Rep. Mark Pocan, D-Wis., introduced a bipartisan bill Tuesday that hopes to assemble interest from both sides of the aisle. 

Pocan introduces bipartisan student loan refinancing bill

With the cost of college increasing by 300 percent over the past 30 years, students have frequently had to grapple with loan debt. A bill introduced Tuesday would allow students to refinance their federal loans whenever a lower interest rate is available.

The bill—introduced by Rep. Mark Pocan, D-Wis., and co-sponsored by several other Democratic U.S. Reps.—was created as a bipartisan bill to gain support from House Republicans who have shown interest in helping student loan borrowers.

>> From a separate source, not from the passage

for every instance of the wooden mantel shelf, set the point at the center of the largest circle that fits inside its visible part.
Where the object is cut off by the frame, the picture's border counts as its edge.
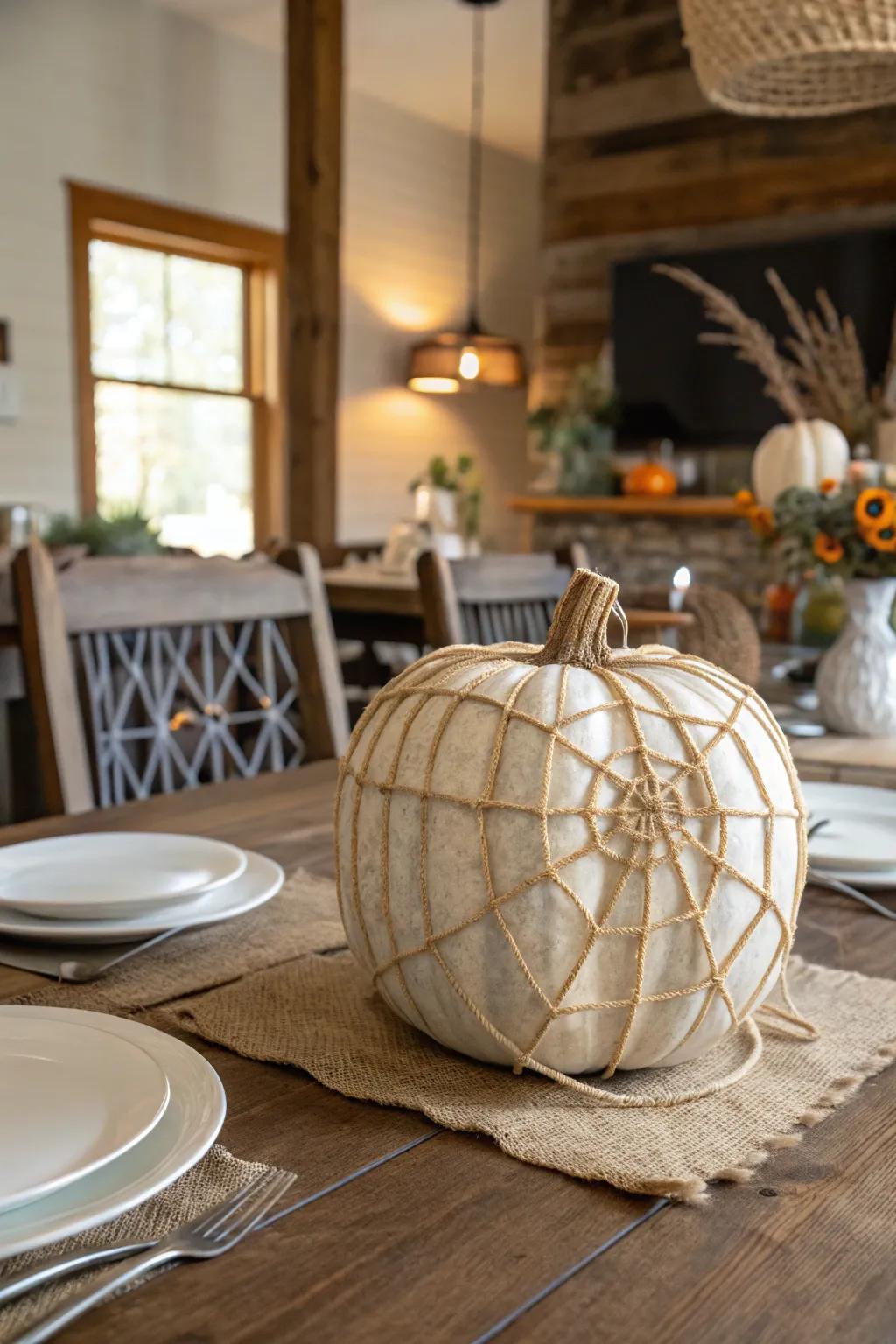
(660, 506)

The Student Loan Refinancing Act aims to remove current refinancing constraints, permitting those with a subsidized or unsubsidized federal Stafford loan or federal direct PLUS loan to refinance any time interest rates are reduced.

This would allow students who took out undergraduate direct loans with an interest rate of, for example, 6.8 percent to now refinance their loans to use the current federal interest rate of 4.6 percent.

The goal is to create significant savings for students over the lifetime of their loan, according to Pocan.

“With college debt skyrocketing, Congress should be doing everything it can to help reduce the crushing burden of student debt,” Pocan said in a statement. “The Student Loan Refinancing Act will allow nearly 44 million Americans to refinance their student loans, just like a mortgage or car loan. This bill would bring down the long-term cost of a college degree.”

The bill comes in response to President Donald Trump administration rolling back protections for students who default on their loans. The protection, called the Federal Family Education Loan Program, kept debt collectors from charging high fees to those who had defaulted on their loans.

The act would help hundreds of thousands of borrowers in Wisconsin refinance their student loans, according to One Wisconsin Now executive director Scot Ross.

“Student loan borrowers did the right thing by working hard to pay for their technical college or university education and allowing them to refinance their loans treats them fairly in a system that’s rigged against them and gives them a shot at their piece of the American Dream,” Ross said.